Oh crap I rhyme. Alright so Stefan Raab what go-round is this; three, four? Have you gotten tired of feeling me stomp your lard ass into a puddle? Sure you got your big win over me a few weeks back, big freaking whoop. Everyone’s beat Slade Craven’s ass, why shouldn’t you?
But you should bear in mind that I am a man of my word. I promised to heft your gelatinous fat ass over the top rope a month ago on Asylum. Oh and mad props to the others in that match for lending a hand, I could have thrown my back out.
At the risk of sounding like a broken record here Stefan Raab what other insults can we sling at each other? I’ve called you what: Fat, tubby, huge, oversized, disgusting, hammy pants and morbidly obese bastard, right? Okay yeah I’ve run out of fat jokes.
So now let’s move onto you next problem: Being depressed! So you’re Bi-Polar on a Bi-Weekly show? Well if I had to look in the mirror every day and see you staring back I’d be depressed too. Hell I might even overdose on the pills the doctor gave you.
You remind me a lot of Mike Tyson. You know you got that boxing background a shit-ton of anger issues and are now heavily medicated. I get it, you’re on Zoloft so you don’t kill us mother fuckers. Up the dosage bitch. Raab your problem isn’t being bi-polar, it’s that your focus is all over the place and that you’re facing me week in and week out. Not because I got two cans of freshly chilled whoop ass ready to be cracked on Sunday but because APW is not supplying us with diversity. You need to keep your eyes on the prize Raab, if you can’t beat me and if you don’t find other more impressive people to overcome, how do you ever expect to beat Hurricane Jeff?
Hell, if it were me talking (and it is) I would say we need to branch out and expand our horizons. I for one am sick of smelling your stench. What I task you with fat man is, to waddle your ass down to Commodore Schmidlapp’s office and ask to face someone new in two weeks. I mean is he trying to make me a good guy again? I am sick of fighting for these pathetic people. And Canadians, why the hell would I want them to like me: Canada sucks! It’s like the crappy old man living above a bad ass party apartment.

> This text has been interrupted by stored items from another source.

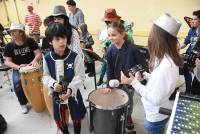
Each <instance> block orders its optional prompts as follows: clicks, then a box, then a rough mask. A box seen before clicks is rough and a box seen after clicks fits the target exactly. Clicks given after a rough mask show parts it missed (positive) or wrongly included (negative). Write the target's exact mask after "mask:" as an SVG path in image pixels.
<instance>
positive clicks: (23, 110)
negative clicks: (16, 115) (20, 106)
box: [21, 105, 28, 114]
mask: <svg viewBox="0 0 200 134" xmlns="http://www.w3.org/2000/svg"><path fill="white" fill-rule="evenodd" d="M21 108H22V109H21V111H22V113H23V114H27V113H28V107H27V106H26V105H21Z"/></svg>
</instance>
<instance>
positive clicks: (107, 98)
mask: <svg viewBox="0 0 200 134" xmlns="http://www.w3.org/2000/svg"><path fill="white" fill-rule="evenodd" d="M88 100H89V108H90V113H89V118H90V130H91V131H93V132H94V133H95V134H125V132H126V130H125V128H126V120H127V109H128V101H129V99H128V95H127V94H126V92H124V91H123V90H120V89H112V90H111V92H110V93H108V94H103V93H102V92H101V90H99V89H97V90H94V91H92V92H91V93H90V94H89V97H88Z"/></svg>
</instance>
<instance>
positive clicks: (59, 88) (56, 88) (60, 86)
mask: <svg viewBox="0 0 200 134" xmlns="http://www.w3.org/2000/svg"><path fill="white" fill-rule="evenodd" d="M53 89H54V91H55V92H60V91H61V90H62V85H60V84H59V83H58V82H56V83H55V84H54V86H53Z"/></svg>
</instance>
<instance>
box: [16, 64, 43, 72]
mask: <svg viewBox="0 0 200 134" xmlns="http://www.w3.org/2000/svg"><path fill="white" fill-rule="evenodd" d="M40 67H41V66H37V67H33V66H30V65H27V66H25V67H20V70H19V72H20V73H28V72H33V71H35V70H38V69H40Z"/></svg>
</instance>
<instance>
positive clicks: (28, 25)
mask: <svg viewBox="0 0 200 134" xmlns="http://www.w3.org/2000/svg"><path fill="white" fill-rule="evenodd" d="M27 10H28V14H27V15H26V16H25V24H26V25H27V26H28V28H29V36H30V37H32V38H33V39H34V40H35V41H36V42H37V43H39V42H40V26H41V25H42V21H41V19H40V16H39V15H38V14H36V13H34V12H33V5H32V4H30V5H28V6H27Z"/></svg>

And that’s what Slade Craven is: a partier. It’s why my music USED to be “I Came to Party.” Because that’s what wrestling is to me, one bitch’in party. And what party wouldn’t be awesome without someone getting their ass kicked? But if I have to listen to that crowd of Canadian cunts cheer for me to Cliq Kicking your teeth in, I think I’m going to be sick. So listen up Vancouver and listen good I am not going to wail on Stefan Raab because you hate him. I’m doing this so that maybe this will be the last time I ever have to face the emotional rollercoaster called the Killerplauze. Stefan Raab, Sunday night I’m going to BEAT YOUR ASS!